A crowd of fans gathered around the Lincoln Hall venue in Lincoln Park on Monday, July 25 ready to welcome and see the night’s headliners.
The Chicago branch of the "Gym Class Heroes family," – a unit created by the band’s front man, Travie McCoy – was eager to greet its founders.
With last months’ release of "Stereo Hearts," the Gym Class Heroes are finally back on the road and have even stopped for a night show at the Windy City.
Since 2008, the alternative hip-hop band has been on a break, and has been spending the past couple of years recording tracks for their new album, "The Papercut Chronicles II," due out sometime this fall.
"It’s good to be back," says the band’s guitarist, Disashi Lumumba-Kasongo. "Don’t call it a comeback though."
Since the release of their debut album in 2005, the band has splashed onto the mainstream music scene and has not taken much time off. Finally, after its last album, "The Quilt," the band decided to take a momentary break to focus on themselves.
"Our success was zero to sixty in under three seconds," says bassist Eric Roberts. "We never really had time to think about our careers."
"We were in a van doing small club shows, then going immediately to giant arenas," he adds. "There were things that I definitely took for granted."
And the break was well deserved. At times, the band would perform upwards of 300 shows per year. Yet this break gave them the chance to be thankful for what they have, says Disashi.
"It’s given me an awesome broad perspective on all of this," he adds. "I appreciate it with a much fresher pair of eyes."
So all those rumors about the band breaking up can finally be put to rest.
"We brought video chat into the studio so kids could see what we’re doing and while we’re on video chat, I’d see rumors on Facebook that we broke up," says Disashi. "It’s just funny."
The band has been hard at work on their new album, rehearsing everywhere from abandoned churches and basements to professional music studios.
Their most recent appearance, though, was on the hit NBC reality competition, The Voice, where they performed "Stereo Hearts" with Maroon 5-frontman, Adam Levine.
"It was completely unplanned," said Disashi. "We had never rehearsed ‘Stereo Hearts’ together so we were in this rental space in Cali and we started playing the song and… Adam [Levine] just runs through the door like Clark Kent."
And how, they’re back on the festival circuit. Along with the Warped Tour, the guys are in the middle of a 17-show run.
"It’s great to get that intimacy back with our fans, and just let them know that we didn’t go anywhere," says Eric.
"It’s awesome to see that the kids miss us and love us and remember us and still want our album," adds Disashi.
And to show us that they really didn’t go anywhere, the band has been busy creating a new album that is two years in the making.
Right now, they are in the process of choosing songs for the album. It may prove hard to do, since the group created 50 new tracks that they will have to choose from.
"We have been working really hard on it," says Disashi. "It’s been almost two years."
And getting back on the road and performing nightly gives the band the opportunity to connect with the Gym Class Heroes family – the group of dedicated fans and supporters.
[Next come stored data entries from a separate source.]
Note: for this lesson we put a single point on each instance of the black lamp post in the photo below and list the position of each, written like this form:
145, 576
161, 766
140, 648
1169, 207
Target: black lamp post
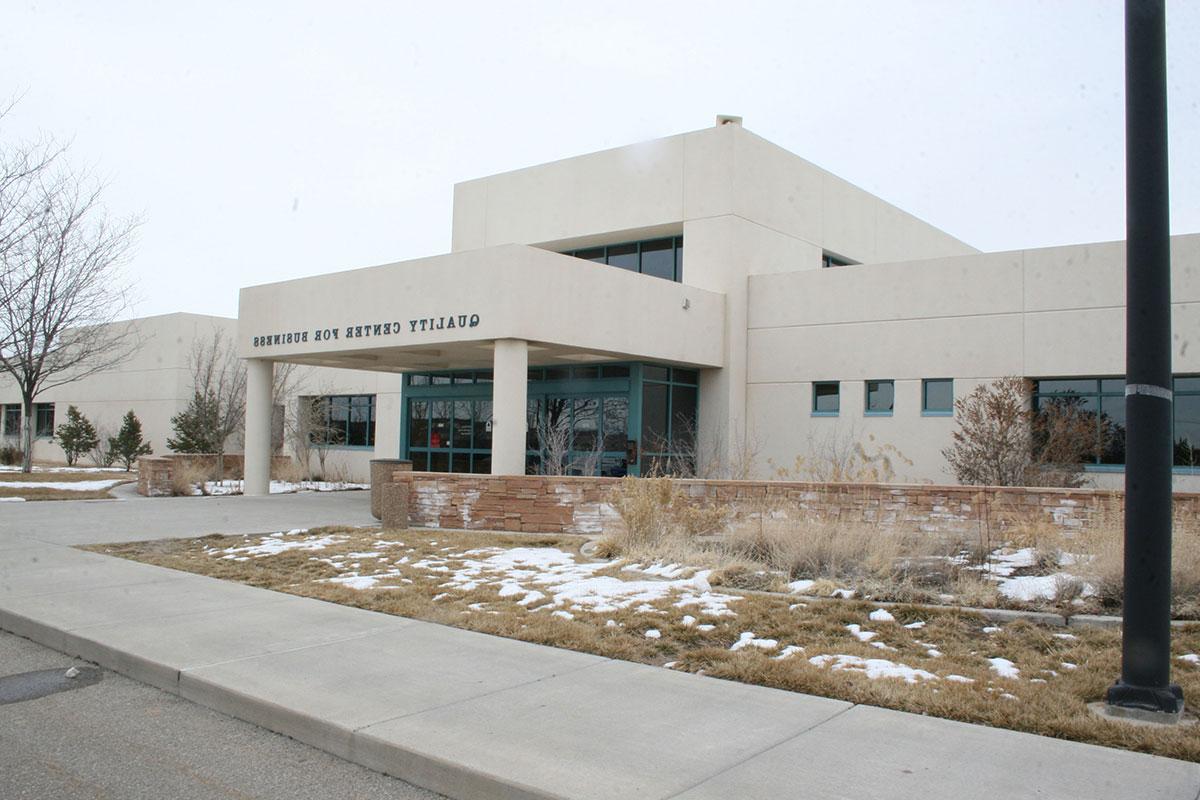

"[Touring] gives us a chance to earn every last fan," adds Disashi.
And one of their latest stops was the Windy City. As part of the Slurpee MixMaker tour, the band, along with We Are the In Crowd, performed in Lincoln Hall.
And one of their favorite parts of this city? For Eric, it’s Kuma’s Corner. The classic Chicago burger joint, which features burgers named after classic metal bands such as Led Zeppelin and Slayer.
For Disashi, it’s the deep-dish pizza that he pictures every time he thinks of Chicago. That, and Oprah.
And the Chicago nightlife scene is something that they also remember.
"A lot of the bars are in basements, which is so cool," says Eric. "That’s what I’m into and it seems like they’re all over Chicago."
After it’s brief stop in Chicago, the band is ready to get back on the festival circuit and return to performing.
"I’m ready to perform," says Eric. "Gym Class Heroes is not over."